Kodak easy share z1275 is not up to the standards

July 22nd, 2008 - 12:36 am ICT by David M N James  

Kodak now has three 12-megapixel models in its compact camera range the EasyShare Z1275.

It has a higher resolution version of the 8-megapixel Z885. The Z1275 also has a 5x zoom, f/2.8-5.1 Schneider-Kreuznach Variogon lens, a 2.5-inch LCD monitor and optional manual exposure. Kodak Z1275 is big and heavy hand equipment measuring a substantial 89.5 × 64.5 × 31.6 mm and weighs 161g without batteries. It runs a pair of AA cells, as such weighs a gross weight of 210g.

Its plastic and not very comfortable when in the shirt pocket. Kodak Z1275 lacks some key features spotted by major competitors like Sony. It has a longer-than-average 5x zoom lens with a telephoto end equivalent to 175mm, but unlike most recent cameras with longer lenses it has no mechanical image stabilization, only a so-called “digital image stabilization” system, meaning it hits on the ISO setting to 1600, with image noise problems.

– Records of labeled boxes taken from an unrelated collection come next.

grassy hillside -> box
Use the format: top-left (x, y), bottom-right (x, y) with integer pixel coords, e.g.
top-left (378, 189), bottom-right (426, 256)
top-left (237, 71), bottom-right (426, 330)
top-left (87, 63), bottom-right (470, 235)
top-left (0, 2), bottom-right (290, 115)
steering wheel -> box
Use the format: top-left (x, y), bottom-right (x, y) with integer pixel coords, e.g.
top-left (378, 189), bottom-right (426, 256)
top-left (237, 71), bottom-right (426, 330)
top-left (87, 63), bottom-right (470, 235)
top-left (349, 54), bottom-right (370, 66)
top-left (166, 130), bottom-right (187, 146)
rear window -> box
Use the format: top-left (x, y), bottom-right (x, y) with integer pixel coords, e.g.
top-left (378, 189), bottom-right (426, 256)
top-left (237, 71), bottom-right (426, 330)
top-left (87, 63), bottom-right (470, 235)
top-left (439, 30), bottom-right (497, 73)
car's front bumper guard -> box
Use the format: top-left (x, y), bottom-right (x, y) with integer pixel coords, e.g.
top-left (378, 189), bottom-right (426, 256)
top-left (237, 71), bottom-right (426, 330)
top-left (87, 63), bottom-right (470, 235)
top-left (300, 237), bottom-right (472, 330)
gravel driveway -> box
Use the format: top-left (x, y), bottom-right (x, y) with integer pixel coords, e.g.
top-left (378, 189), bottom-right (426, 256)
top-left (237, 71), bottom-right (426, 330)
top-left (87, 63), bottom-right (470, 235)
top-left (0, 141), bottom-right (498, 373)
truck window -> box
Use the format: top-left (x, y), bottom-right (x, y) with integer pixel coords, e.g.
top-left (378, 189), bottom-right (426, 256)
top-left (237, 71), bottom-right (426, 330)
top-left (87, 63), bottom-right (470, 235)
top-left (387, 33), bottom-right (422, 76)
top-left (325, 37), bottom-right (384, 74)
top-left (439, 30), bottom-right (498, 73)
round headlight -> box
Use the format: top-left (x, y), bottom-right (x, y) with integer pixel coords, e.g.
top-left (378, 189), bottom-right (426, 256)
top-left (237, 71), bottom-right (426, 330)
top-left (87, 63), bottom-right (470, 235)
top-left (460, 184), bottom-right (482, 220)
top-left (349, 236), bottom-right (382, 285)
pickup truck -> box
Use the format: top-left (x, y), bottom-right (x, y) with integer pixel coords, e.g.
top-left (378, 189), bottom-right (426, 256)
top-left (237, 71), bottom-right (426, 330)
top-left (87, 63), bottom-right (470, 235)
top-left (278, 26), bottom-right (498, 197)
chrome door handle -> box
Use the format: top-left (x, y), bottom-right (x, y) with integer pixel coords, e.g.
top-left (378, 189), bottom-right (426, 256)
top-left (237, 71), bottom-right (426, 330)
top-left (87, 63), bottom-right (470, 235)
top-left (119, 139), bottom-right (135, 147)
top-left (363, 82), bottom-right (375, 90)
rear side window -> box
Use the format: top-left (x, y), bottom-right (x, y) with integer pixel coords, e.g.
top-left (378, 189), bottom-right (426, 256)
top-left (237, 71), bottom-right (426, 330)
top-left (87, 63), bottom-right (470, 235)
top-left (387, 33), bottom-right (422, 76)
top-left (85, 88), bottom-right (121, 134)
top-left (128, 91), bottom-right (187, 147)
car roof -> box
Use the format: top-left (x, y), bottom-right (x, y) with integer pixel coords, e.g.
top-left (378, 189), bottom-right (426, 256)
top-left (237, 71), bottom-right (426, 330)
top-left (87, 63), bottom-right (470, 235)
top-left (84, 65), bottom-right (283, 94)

This plastic thing has no face detection technology but has a 2.5-inch monitor screen with a 115k pixels resolution. Kodak Z1275 has a degree of manual control, but the manual exposure mode allows only three possible aperture settings (minimum, maximum and a mid-point) and the shutter has a maximum speed of only 1/1000th of a second. It has optional manual focus with automatic monitor magnification, but with such a low-res monitor it is a rather way off or rather trial and error thing. Ok, it has a video which can shoot 1280 x 768 resolution at 30 frames a second, compatible with the high definition (HD) television standard.

But the guys at Kodak did the unthinkable; they made the zoom lens usable during video shooting, though the zoom motor can be clearly heard on the soundtrack. There is a 1 gigabyte memory card which allows only 14.5 minutes of video shooting and with this type of a low end thing you have slightly over 29 minutes of shooting.